It does not provide SQL support, but rather direct lookups (via b-tree or hash-table structure, whichever makes more sense for your needs). It's extremely reliable, fast, ACID, has built-in replication support, and so on.
Here is a small quote from the page I refer to above, that lists a few features:
Data Storage
Berkeley DB stores data quickly and
easily without the overhead found in
other databases. Berkeley DB is a C
library that runs in the same process
as your application, avoiding the
interprocess communication delays of
using a remote database server. Shared
caches keep the most active data in
memory, avoiding costly disk access.
Local, in-process data storage
Schema-neutral, application native data format
Indexed and sequential retrieval (Btree, Queue, Recno, Hash)
Multiple processes per application and multiple threads per process
Fine grained and configurable locking for highly concurrent systems
Multi-version concurrency control (MVCC)
Support for secondary indexes
In-memory, on disk or both
Online Btree compaction
Online Btree disk space reclamation
Online abandoned lock removal
On disk data encryption (AES)
Records up to 4GB and tables up to 256TB
Update: Just ran across this project and thought of the question you posted:
http://tokyocabinet.sourceforge.net/index.html . It is under LGPL, so not compatible with your restrictions, but an interesting project to check out, nonetheless.

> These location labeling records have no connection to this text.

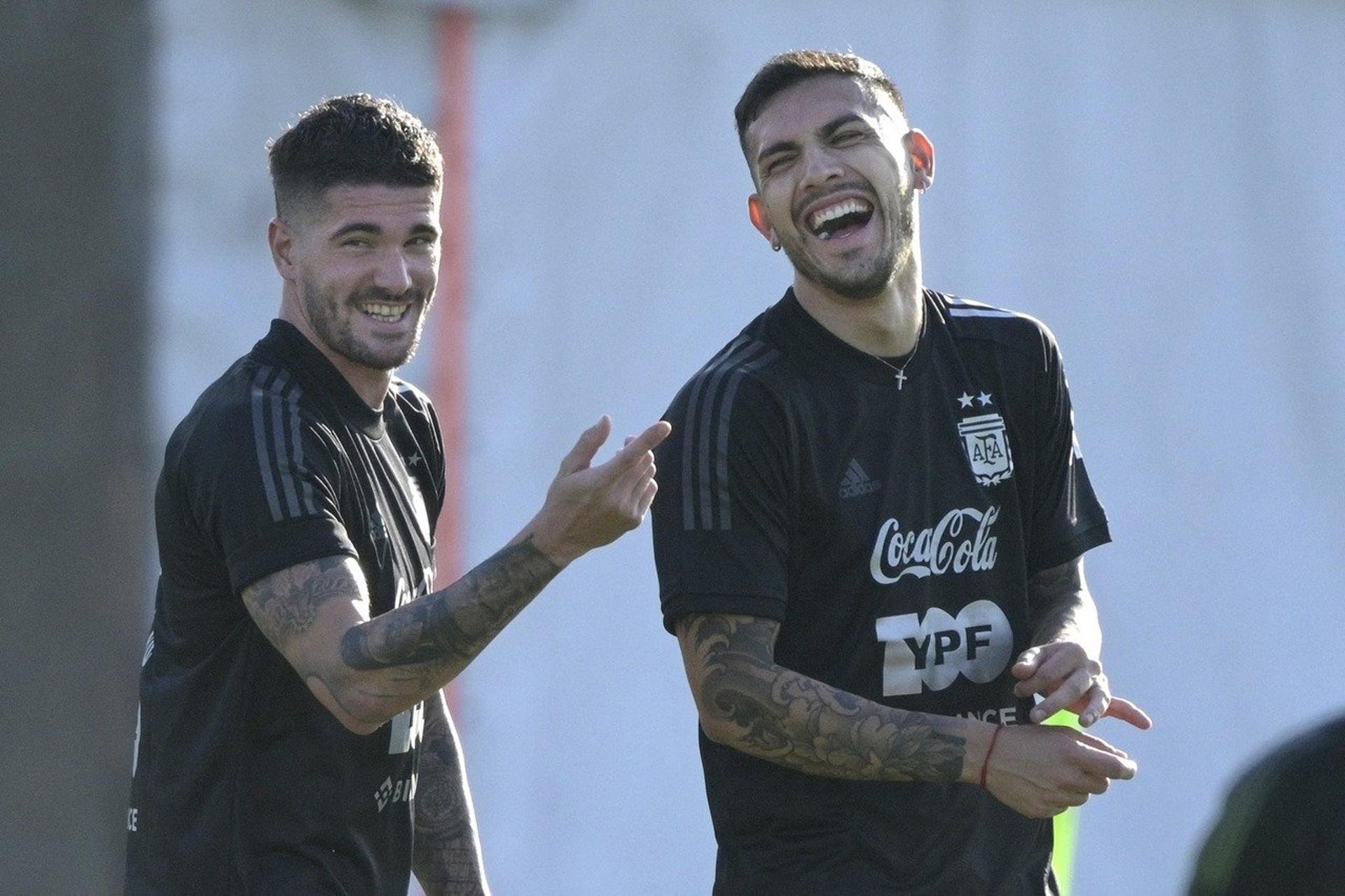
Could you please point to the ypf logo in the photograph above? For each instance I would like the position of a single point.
(977, 643)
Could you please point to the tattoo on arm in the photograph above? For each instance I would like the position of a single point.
(450, 627)
(796, 722)
(287, 603)
(447, 855)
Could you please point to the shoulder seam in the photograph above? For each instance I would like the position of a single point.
(279, 443)
(705, 432)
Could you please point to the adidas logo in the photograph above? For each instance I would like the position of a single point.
(857, 482)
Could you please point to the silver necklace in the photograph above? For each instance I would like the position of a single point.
(902, 371)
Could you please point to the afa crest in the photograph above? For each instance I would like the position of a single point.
(988, 448)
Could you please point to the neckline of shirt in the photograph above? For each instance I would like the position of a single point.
(836, 353)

SQLite would meet those criteria, except for the eventual shared file scenario in the future (and actually it could probably do that to if the network file system implements file locks correctly).

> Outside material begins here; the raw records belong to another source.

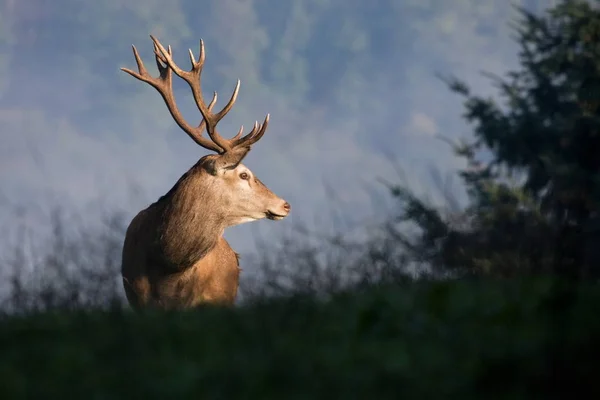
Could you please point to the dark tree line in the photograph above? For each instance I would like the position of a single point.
(533, 205)
(532, 179)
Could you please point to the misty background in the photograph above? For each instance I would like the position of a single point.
(350, 86)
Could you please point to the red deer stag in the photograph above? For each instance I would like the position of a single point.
(174, 254)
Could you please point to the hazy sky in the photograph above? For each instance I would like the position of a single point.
(346, 82)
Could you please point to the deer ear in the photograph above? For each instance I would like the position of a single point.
(231, 159)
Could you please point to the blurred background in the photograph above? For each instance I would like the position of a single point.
(350, 85)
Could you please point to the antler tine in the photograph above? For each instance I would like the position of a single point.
(163, 84)
(255, 134)
(193, 78)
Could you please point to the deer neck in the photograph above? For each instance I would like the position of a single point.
(191, 224)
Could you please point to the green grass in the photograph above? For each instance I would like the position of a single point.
(443, 340)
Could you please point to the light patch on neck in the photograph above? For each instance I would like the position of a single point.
(243, 220)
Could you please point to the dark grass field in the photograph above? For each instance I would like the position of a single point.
(475, 340)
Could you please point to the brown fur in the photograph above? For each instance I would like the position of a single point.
(174, 255)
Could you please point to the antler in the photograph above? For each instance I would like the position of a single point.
(163, 84)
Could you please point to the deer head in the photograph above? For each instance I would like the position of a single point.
(224, 185)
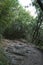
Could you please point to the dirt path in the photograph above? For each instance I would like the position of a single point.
(22, 53)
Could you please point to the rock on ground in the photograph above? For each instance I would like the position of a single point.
(20, 53)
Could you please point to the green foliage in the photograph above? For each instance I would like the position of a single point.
(6, 13)
(37, 35)
(20, 26)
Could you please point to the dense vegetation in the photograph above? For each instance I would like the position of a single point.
(16, 23)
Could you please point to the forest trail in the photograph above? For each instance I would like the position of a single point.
(20, 52)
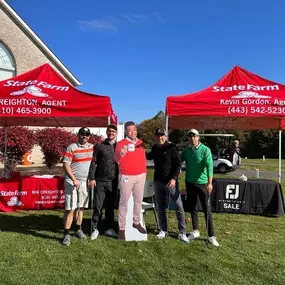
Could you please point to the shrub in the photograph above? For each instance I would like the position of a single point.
(54, 142)
(19, 141)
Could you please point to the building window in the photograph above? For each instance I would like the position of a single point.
(7, 63)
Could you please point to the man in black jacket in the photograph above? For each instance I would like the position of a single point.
(167, 167)
(103, 175)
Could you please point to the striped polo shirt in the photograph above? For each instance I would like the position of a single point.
(79, 156)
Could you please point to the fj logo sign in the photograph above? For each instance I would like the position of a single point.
(232, 191)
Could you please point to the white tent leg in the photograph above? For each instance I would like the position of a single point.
(280, 155)
(166, 126)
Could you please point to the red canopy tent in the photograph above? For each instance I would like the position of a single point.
(239, 100)
(42, 97)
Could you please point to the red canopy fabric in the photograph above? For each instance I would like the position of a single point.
(240, 100)
(42, 97)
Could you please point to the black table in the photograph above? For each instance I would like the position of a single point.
(254, 196)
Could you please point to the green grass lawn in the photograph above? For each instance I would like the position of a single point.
(252, 251)
(270, 164)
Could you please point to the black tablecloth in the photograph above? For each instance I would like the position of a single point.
(255, 196)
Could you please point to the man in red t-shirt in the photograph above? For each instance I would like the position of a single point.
(130, 155)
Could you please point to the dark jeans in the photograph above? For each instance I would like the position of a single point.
(105, 193)
(193, 192)
(162, 196)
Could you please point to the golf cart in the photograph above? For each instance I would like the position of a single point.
(225, 158)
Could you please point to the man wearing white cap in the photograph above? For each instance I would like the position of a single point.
(199, 176)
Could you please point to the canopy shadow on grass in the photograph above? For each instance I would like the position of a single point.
(32, 224)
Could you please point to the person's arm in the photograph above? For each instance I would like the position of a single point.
(120, 152)
(175, 167)
(182, 156)
(149, 155)
(176, 163)
(67, 159)
(93, 166)
(209, 167)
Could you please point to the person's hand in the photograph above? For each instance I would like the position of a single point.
(209, 187)
(171, 183)
(76, 183)
(123, 151)
(92, 184)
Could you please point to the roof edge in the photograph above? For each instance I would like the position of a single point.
(30, 32)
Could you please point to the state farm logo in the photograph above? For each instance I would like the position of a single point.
(32, 90)
(232, 191)
(33, 87)
(14, 201)
(249, 94)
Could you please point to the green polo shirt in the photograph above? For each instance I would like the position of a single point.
(199, 164)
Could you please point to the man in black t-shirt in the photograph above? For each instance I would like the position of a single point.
(103, 175)
(167, 167)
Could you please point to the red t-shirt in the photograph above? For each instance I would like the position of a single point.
(134, 162)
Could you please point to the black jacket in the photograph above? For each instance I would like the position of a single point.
(103, 166)
(167, 163)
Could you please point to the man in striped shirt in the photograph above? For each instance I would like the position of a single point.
(76, 163)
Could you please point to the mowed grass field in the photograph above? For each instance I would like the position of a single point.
(252, 251)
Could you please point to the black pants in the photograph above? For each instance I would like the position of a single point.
(193, 192)
(162, 196)
(105, 194)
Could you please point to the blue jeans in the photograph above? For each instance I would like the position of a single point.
(163, 194)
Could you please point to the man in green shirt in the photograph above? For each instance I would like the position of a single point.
(199, 176)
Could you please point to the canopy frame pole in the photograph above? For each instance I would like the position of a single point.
(280, 156)
(166, 127)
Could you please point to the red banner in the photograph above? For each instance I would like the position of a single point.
(240, 100)
(29, 193)
(44, 98)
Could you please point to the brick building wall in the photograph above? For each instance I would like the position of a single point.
(27, 54)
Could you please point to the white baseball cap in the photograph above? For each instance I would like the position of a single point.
(193, 131)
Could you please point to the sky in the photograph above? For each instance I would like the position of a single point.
(138, 52)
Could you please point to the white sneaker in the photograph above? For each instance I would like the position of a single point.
(183, 238)
(94, 234)
(212, 240)
(161, 235)
(111, 233)
(194, 234)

Many good solutions (such as SQLite) have been mentioned. Let me add two, since you don't require SQL:
HamsterDB fast, simple to use, can store arbitrary binary data. No provision for shared databases.
Glib HashTable module seems quite interesting too and is very
common so you won't risk going into a dead end. On the other end,
I'm not sure there is and easy way to store the database on the
disk, it's mostly for in-memory stuff
I've tested both on multi-million records projects.

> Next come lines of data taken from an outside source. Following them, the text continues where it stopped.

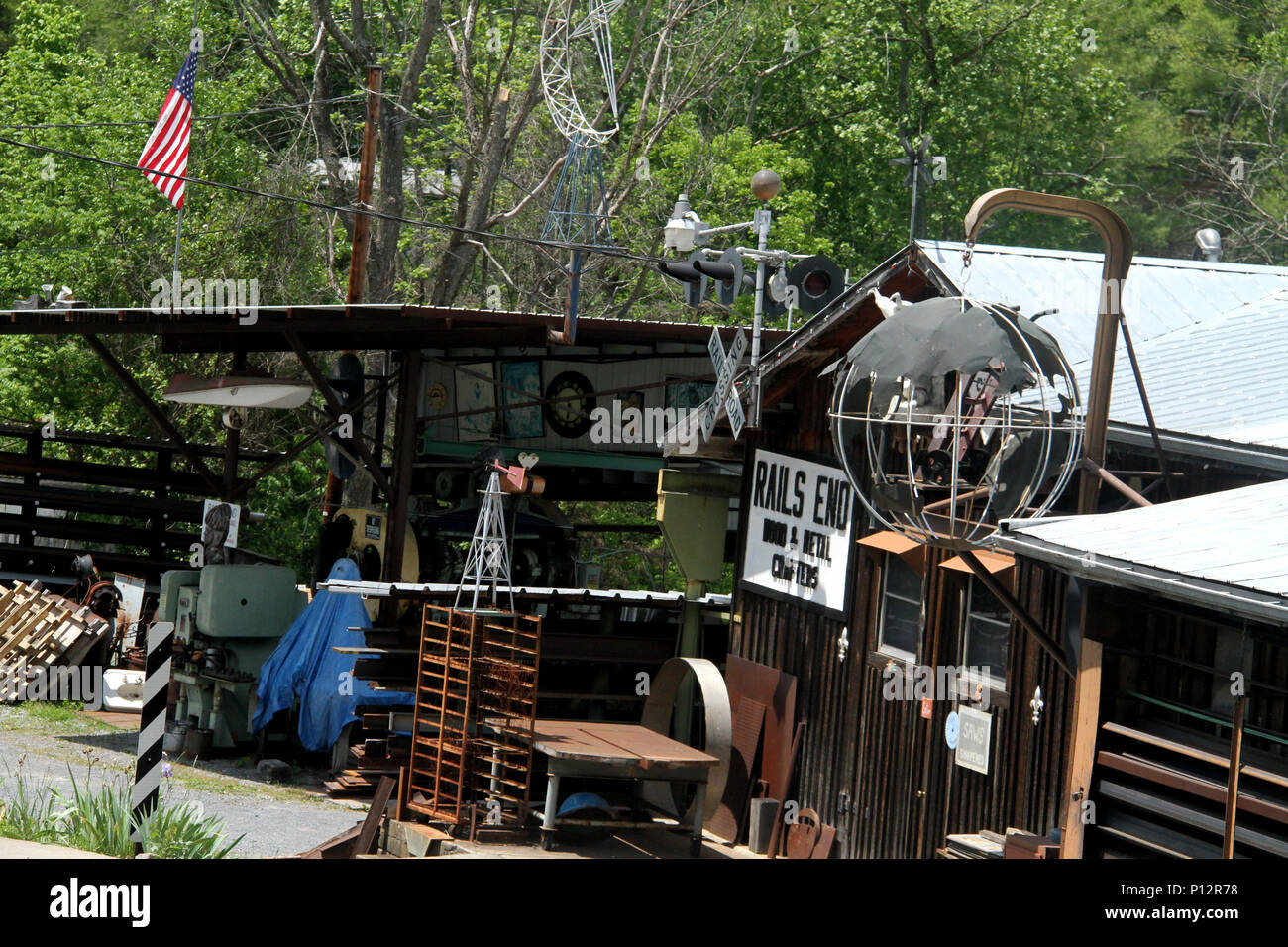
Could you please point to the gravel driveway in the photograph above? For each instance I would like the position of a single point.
(274, 819)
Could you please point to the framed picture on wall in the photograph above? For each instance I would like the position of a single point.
(524, 376)
(475, 393)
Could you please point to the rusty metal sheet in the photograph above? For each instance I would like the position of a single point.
(777, 690)
(748, 722)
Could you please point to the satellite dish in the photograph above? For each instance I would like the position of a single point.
(952, 415)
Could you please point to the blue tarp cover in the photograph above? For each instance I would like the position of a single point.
(304, 667)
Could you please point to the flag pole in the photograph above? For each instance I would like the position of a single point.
(176, 285)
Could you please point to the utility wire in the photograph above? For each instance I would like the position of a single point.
(200, 118)
(320, 205)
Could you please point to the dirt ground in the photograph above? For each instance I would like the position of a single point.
(52, 744)
(48, 742)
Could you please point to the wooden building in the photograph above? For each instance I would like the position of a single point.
(881, 770)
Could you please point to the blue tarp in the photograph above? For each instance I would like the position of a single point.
(304, 667)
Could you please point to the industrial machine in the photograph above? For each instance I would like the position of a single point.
(228, 620)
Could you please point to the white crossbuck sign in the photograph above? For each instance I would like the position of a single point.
(724, 398)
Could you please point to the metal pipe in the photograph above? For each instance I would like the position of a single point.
(763, 221)
(1087, 464)
(1119, 253)
(1232, 787)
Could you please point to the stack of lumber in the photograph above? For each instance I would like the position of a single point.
(380, 753)
(40, 630)
(386, 661)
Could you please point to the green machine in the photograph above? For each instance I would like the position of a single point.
(228, 620)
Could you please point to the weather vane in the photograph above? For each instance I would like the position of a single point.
(579, 213)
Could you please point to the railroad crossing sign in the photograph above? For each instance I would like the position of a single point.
(724, 398)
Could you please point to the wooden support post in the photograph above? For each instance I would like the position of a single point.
(1082, 750)
(1026, 621)
(155, 412)
(403, 459)
(1232, 785)
(232, 441)
(335, 410)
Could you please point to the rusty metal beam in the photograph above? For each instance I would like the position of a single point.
(155, 412)
(1232, 787)
(300, 446)
(336, 410)
(1113, 274)
(1026, 621)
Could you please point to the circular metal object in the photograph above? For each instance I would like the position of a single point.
(571, 401)
(658, 707)
(953, 415)
(765, 184)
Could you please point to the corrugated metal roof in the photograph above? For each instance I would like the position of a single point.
(1160, 295)
(1224, 377)
(1225, 551)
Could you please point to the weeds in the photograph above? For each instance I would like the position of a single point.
(102, 819)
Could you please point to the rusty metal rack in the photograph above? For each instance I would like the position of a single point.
(476, 707)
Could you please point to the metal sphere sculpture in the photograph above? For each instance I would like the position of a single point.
(952, 415)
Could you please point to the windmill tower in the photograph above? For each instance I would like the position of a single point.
(487, 565)
(579, 213)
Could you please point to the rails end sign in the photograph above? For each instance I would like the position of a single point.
(799, 531)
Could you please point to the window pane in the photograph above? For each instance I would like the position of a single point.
(901, 609)
(988, 631)
(988, 644)
(902, 625)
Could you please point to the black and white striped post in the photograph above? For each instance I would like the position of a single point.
(156, 692)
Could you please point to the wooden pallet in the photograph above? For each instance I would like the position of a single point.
(40, 630)
(476, 707)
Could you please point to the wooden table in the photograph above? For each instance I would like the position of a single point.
(618, 751)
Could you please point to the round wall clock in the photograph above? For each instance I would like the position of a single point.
(570, 403)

As you are familiar with Fairtree, then you are probably also familiar with Raima RDM.
It went open source a few years ago, then dbstar claimed that they had somehow acquired the copyright. This seems debatable though. From reading the original Raima license, this does not seem possible. Of course it is possible to stay with the original code release. It is rather rare, but I have a copy archived away.
SQLite tends to be the first option. It doesn't store data as strings but I think you have to build a SQL command to do the insertion and that command will have some string building.
BerkeleyDB is a well engineered product if you don't need a relationDB. I have no idea what Oracle charges for it and if you would need a license for your application.
Personally I would consider why you have some of your requirements . Have you done testing to verify the requirement that you need to do direct insertion into the database? Seems like you could take a couple of hours to write up a wrapper that converts from whatever API you want to SQL and then see if SQLite, MySql,... meet your speed requirements.
There used to be a product called b-trieve but I'm not sure if source code was included. I think it has been discontinued. The only database engine I know of with an ISAM orientation is c-tree.